Customers of PECO Energy Co. (PECO), the state’s largest public utility, gained the power to choose from 17 alternative retail electricity providers, including Spark Energy, when PECO’s decade-old electricity rate caps expired Dec. 31.
The expiration of PECO’s rate caps was the culmination of a deregulation process that began in 1995, when the Pennsylvania Legislature passed the Electricity Generation Customer Choice and Competition Act, which broke up the state’s public utility monopolies in 1997 and opened the state’s electricity market for competition from alternative retail electricity providers.
Although retail electricity providers were allowed to operate in PECO’s service territory beginning in 2000, when the rate caps were initially put into place, the rate caps kept wholesale electricity prices artificially low for the next 10 years and essentially discouraged competition.
Now that the rate caps have expired, however, competition among electricity providers is expected to increase, and PECO customers who switch to an alternative electricity provider are expected to benefit from savings of up to 10 percent on their monthly electric bills.
Deregulation: Before and After
Before deregulation, PECO customers bought their electricity from PECO, which generated the electricity, sold it to customers, transmitted it to the grid, distributed it to homes and businesses, and responded to power outages and fixed things like power lines, poles, and transformers.
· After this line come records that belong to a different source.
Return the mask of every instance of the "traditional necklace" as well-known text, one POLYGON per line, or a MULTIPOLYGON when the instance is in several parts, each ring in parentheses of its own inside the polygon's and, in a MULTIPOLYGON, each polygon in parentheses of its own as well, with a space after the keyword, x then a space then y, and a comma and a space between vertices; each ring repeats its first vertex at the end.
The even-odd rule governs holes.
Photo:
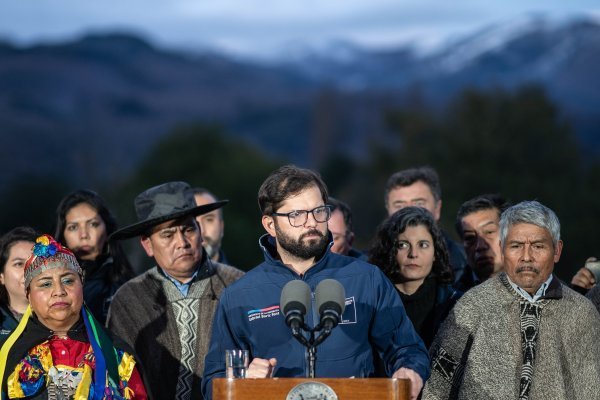
POLYGON ((86 381, 89 385, 95 357, 91 346, 83 355, 76 367, 62 365, 56 368, 50 352, 49 341, 32 348, 27 356, 16 367, 16 374, 9 377, 9 394, 11 388, 15 398, 28 397, 39 391, 47 379, 48 399, 72 399, 80 385, 86 381), (88 376, 87 380, 84 376, 88 376))

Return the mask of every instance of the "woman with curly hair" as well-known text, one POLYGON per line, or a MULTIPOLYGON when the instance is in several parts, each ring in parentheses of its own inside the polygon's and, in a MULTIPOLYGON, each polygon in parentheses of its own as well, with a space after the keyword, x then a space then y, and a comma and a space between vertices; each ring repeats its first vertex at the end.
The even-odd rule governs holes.
POLYGON ((68 194, 56 210, 56 240, 75 253, 85 277, 85 302, 103 325, 115 292, 133 277, 119 243, 108 241, 117 228, 104 200, 91 190, 68 194))
POLYGON ((462 295, 451 285, 448 250, 433 216, 420 207, 396 211, 379 226, 369 256, 396 286, 415 330, 429 347, 462 295))

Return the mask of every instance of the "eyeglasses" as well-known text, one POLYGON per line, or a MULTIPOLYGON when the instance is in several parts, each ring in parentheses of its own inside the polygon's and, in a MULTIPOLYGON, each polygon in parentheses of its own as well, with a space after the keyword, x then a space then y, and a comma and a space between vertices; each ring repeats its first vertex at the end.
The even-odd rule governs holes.
POLYGON ((294 228, 298 228, 306 224, 306 221, 308 221, 308 213, 311 213, 313 215, 313 218, 317 222, 327 222, 329 221, 329 218, 331 218, 331 206, 320 206, 317 208, 313 208, 310 211, 295 210, 289 213, 273 213, 271 215, 276 215, 278 217, 288 217, 290 225, 294 228))

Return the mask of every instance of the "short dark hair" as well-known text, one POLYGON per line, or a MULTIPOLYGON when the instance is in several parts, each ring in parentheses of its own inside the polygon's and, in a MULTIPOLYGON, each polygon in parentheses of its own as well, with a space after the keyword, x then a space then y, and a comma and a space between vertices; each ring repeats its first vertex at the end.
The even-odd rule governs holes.
POLYGON ((452 283, 453 273, 448 258, 448 248, 442 231, 429 211, 421 207, 404 207, 386 218, 377 228, 375 240, 369 251, 369 262, 377 265, 394 283, 402 282, 396 254, 398 236, 409 226, 423 225, 433 238, 434 261, 430 277, 438 283, 452 283))
POLYGON ((333 197, 330 197, 327 203, 331 206, 331 212, 334 212, 335 210, 340 210, 340 212, 344 216, 344 224, 346 224, 346 234, 351 233, 352 210, 350 210, 350 206, 341 200, 334 199, 333 197))
POLYGON ((323 202, 327 204, 327 186, 319 173, 295 165, 276 169, 258 189, 258 206, 262 215, 273 214, 287 198, 313 185, 319 188, 323 202))
POLYGON ((190 193, 193 195, 199 194, 199 195, 203 195, 203 194, 207 194, 210 197, 212 197, 213 199, 215 199, 215 201, 219 201, 219 199, 217 199, 217 196, 215 196, 215 194, 213 192, 211 192, 208 189, 205 189, 203 187, 193 187, 190 188, 190 193))
MULTIPOLYGON (((0 272, 4 273, 4 268, 6 267, 6 263, 8 262, 8 257, 10 255, 10 249, 12 249, 15 243, 35 243, 35 240, 39 236, 41 236, 41 234, 29 226, 19 226, 6 232, 0 238, 0 272)), ((0 285, 0 304, 9 304, 8 292, 6 291, 6 287, 4 287, 4 285, 0 285)))
MULTIPOLYGON (((193 187, 189 191, 194 196, 194 198, 196 197, 196 195, 198 195, 198 196, 208 195, 208 196, 212 197, 213 199, 215 199, 215 201, 219 201, 219 198, 217 196, 215 196, 215 194, 213 192, 211 192, 210 190, 205 189, 203 187, 193 187)), ((194 199, 194 201, 195 201, 195 199, 194 199)), ((219 207, 216 211, 217 211, 217 215, 219 216, 219 218, 223 219, 223 207, 219 207)))
POLYGON ((456 233, 461 238, 463 237, 462 219, 467 215, 481 210, 496 210, 498 211, 498 220, 500 220, 500 214, 510 207, 510 205, 510 201, 498 193, 482 194, 465 201, 456 213, 456 221, 454 223, 456 233))
POLYGON ((440 178, 435 169, 429 166, 404 169, 398 171, 389 177, 385 185, 384 202, 387 204, 388 196, 392 190, 397 187, 410 186, 415 182, 423 182, 429 186, 431 194, 436 202, 442 199, 442 187, 440 186, 440 178))

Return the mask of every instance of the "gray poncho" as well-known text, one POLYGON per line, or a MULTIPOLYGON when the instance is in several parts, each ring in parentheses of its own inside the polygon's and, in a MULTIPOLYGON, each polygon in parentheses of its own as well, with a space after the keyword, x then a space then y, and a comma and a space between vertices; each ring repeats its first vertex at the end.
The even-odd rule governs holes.
POLYGON ((504 273, 469 290, 431 347, 423 399, 600 399, 600 315, 552 279, 530 303, 504 273))

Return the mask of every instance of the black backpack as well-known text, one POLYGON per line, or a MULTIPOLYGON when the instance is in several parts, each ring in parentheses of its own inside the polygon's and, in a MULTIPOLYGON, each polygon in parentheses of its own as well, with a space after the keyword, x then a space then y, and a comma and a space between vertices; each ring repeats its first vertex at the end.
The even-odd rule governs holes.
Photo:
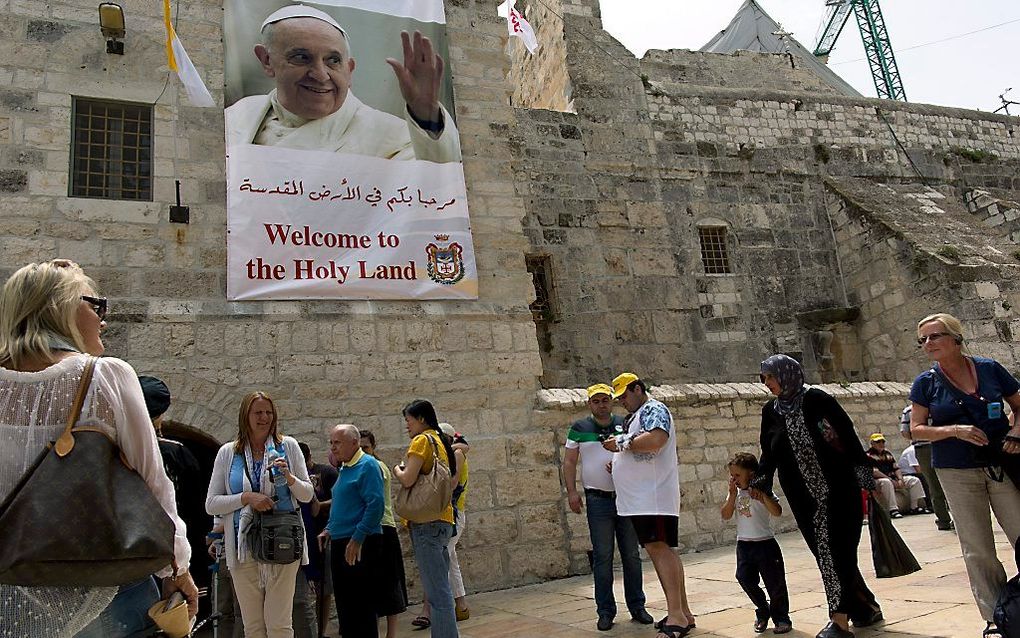
MULTIPOLYGON (((1014 549, 1020 567, 1020 545, 1014 549)), ((1003 638, 1020 638, 1020 574, 1010 578, 999 592, 992 619, 1003 638)))

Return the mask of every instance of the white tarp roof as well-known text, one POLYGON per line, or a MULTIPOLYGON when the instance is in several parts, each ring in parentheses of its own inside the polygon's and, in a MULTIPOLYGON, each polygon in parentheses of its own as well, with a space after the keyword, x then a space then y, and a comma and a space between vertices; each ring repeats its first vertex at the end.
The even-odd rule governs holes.
MULTIPOLYGON (((819 3, 819 11, 821 11, 819 3)), ((736 51, 758 51, 761 53, 786 53, 794 55, 803 66, 811 69, 824 79, 829 85, 846 95, 861 97, 861 94, 850 86, 843 78, 836 75, 821 60, 816 58, 811 51, 804 48, 800 42, 793 37, 787 36, 785 41, 780 40, 774 32, 780 31, 779 23, 769 17, 769 14, 754 0, 747 0, 729 25, 719 32, 708 44, 701 47, 701 51, 707 53, 734 53, 736 51)))

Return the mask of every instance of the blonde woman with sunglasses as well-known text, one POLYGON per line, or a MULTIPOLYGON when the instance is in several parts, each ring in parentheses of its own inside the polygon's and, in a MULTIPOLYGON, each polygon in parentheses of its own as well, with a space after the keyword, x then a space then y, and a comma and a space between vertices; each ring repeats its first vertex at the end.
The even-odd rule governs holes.
POLYGON ((988 623, 984 635, 1000 636, 992 612, 1006 572, 995 553, 991 512, 1015 545, 1020 383, 998 361, 967 351, 963 325, 953 315, 921 319, 917 343, 932 367, 910 389, 910 434, 932 442, 932 465, 953 512, 971 591, 988 623))
MULTIPOLYGON (((16 271, 0 293, 0 501, 3 501, 70 416, 88 356, 104 346, 107 301, 74 262, 54 259, 16 271)), ((156 574, 164 592, 180 590, 190 615, 198 590, 188 573, 191 549, 177 515, 174 488, 163 471, 156 433, 138 375, 130 365, 96 362, 81 421, 101 428, 145 480, 175 527, 177 572, 156 574)), ((74 524, 54 512, 54 524, 74 524)), ((45 530, 39 530, 45 533, 45 530)), ((160 597, 152 578, 120 587, 0 585, 0 636, 122 638, 146 630, 160 597)))

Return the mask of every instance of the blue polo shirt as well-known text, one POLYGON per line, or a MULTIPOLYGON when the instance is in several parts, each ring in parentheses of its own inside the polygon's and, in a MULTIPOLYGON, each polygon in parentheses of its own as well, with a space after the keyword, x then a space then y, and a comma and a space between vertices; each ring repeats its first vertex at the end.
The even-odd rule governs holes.
POLYGON ((374 456, 358 450, 340 466, 333 484, 333 504, 329 508, 329 537, 350 538, 359 543, 371 534, 382 534, 385 504, 383 477, 374 456))
POLYGON ((931 425, 976 425, 988 436, 989 446, 979 447, 957 438, 932 443, 932 465, 945 469, 967 469, 990 465, 989 447, 1001 446, 1009 432, 1005 398, 1020 390, 1020 383, 998 361, 971 357, 977 370, 979 396, 964 394, 934 369, 917 375, 910 388, 910 400, 928 408, 931 425), (998 416, 994 416, 994 415, 998 416))

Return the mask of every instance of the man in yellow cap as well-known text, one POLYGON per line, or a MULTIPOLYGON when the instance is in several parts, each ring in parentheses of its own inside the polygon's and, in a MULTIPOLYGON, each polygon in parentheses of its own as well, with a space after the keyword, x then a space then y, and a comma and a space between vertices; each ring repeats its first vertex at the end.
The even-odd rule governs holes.
POLYGON ((903 518, 899 504, 896 502, 896 493, 906 495, 907 513, 924 514, 928 510, 925 507, 924 486, 916 476, 904 476, 897 467, 896 457, 885 449, 885 435, 875 432, 871 435, 871 447, 868 448, 868 456, 874 461, 875 467, 872 472, 875 475, 875 491, 878 492, 878 502, 889 509, 889 516, 892 518, 903 518))
POLYGON ((591 568, 595 580, 595 608, 599 631, 607 631, 616 617, 613 596, 613 539, 620 547, 623 563, 623 591, 627 609, 635 621, 651 624, 645 611, 645 592, 641 588, 641 555, 637 536, 630 519, 617 515, 616 490, 607 465, 613 454, 602 447, 606 438, 623 433, 623 419, 613 414, 613 389, 604 383, 588 388, 588 409, 591 415, 574 421, 567 432, 563 452, 563 482, 567 500, 575 514, 581 513, 581 496, 577 492, 577 461, 581 460, 581 484, 588 513, 591 536, 591 568))
POLYGON ((680 476, 673 415, 648 396, 645 382, 633 372, 613 379, 613 398, 630 413, 626 432, 602 444, 614 453, 616 509, 634 524, 666 595, 669 613, 656 627, 672 638, 685 636, 694 626, 694 614, 687 603, 684 566, 674 551, 679 545, 680 476))

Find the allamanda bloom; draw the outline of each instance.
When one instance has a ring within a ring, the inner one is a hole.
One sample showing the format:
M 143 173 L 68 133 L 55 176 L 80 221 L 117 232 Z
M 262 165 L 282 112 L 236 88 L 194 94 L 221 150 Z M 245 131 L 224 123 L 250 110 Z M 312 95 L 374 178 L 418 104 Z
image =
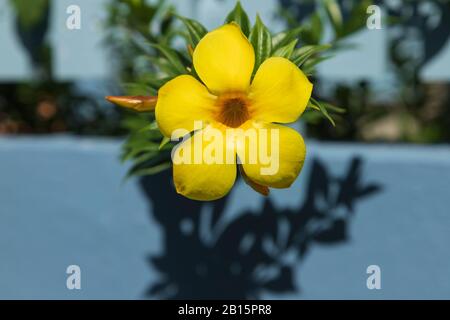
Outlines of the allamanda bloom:
M 289 187 L 303 167 L 306 148 L 298 132 L 280 123 L 296 121 L 305 110 L 312 92 L 307 77 L 288 59 L 271 57 L 261 63 L 252 79 L 254 48 L 235 23 L 207 33 L 195 47 L 193 65 L 202 82 L 191 75 L 181 75 L 158 92 L 156 121 L 166 137 L 181 138 L 182 132 L 198 129 L 195 123 L 202 121 L 202 128 L 184 139 L 179 148 L 189 149 L 196 137 L 208 136 L 213 130 L 222 132 L 224 137 L 235 131 L 235 138 L 249 130 L 276 130 L 277 139 L 270 133 L 257 134 L 257 139 L 267 141 L 261 144 L 255 139 L 226 138 L 226 143 L 216 146 L 212 144 L 218 140 L 205 140 L 204 149 L 223 149 L 224 153 L 233 154 L 233 161 L 174 161 L 177 192 L 195 200 L 225 196 L 236 180 L 237 157 L 241 172 L 252 185 Z M 273 143 L 279 146 L 272 148 Z M 262 174 L 263 163 L 246 161 L 260 145 L 276 153 L 271 155 L 279 162 L 276 172 Z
As a result of deregulation, PECO customers have the choice to stay with the utility or shop the various retail electricity providers for a lower rate. Either way, PECO will continue to transmit the electricity and distribute it to homes and businesses, and will remain responsible for responding to power outages.
3 Changes PECO Customers Can Expect
There are several changes PECO customers can expect from deregulation of Pennsylvania’s electricity market:
1. The 5 percent PECO delivery rate increase will end Jan. 31
All electricity customers will see a 5 percent increase in their electric rates due to a one month bump in PECO’s delivery rates for January. The increase was meant to help PECO recover electricity generation investments, like the Limerick nuclear plant, that the utility had to divest itself of when the market was deregulated. The delivery rate increase is scheduled to end Jan. 31.
2. The existing PECO transmission charge is being phased out
An existing transmission charge for all electricity customers in PECO’s service area, regardless of which electric company they buy their power from, is being phased out. The transmission charge, like the delivery rate, was meant to help PECO recover costs from electricity generation investments.
3. There will be more competition from alternative retail electricity providers
In addition to the rate caps, which kept PECO’s electricity prices artificially low from 2000 to 2010 — too low for alternative retail electricity providers to effectively compete — hurricanes Katrina and Rita caused energy prices to soar.
But now that the energy market has recovered from the hurricanes and the rate caps have expired, competition for PECO customers’ electricity dollars should increase dramatically.
Although PECO’s customers might be able to save up to 10 percent on their monthly electric bills by switching to an alternative electricity provider, savings will vary based on fluctuations in the wholesale electricity market and how much electricity customers use.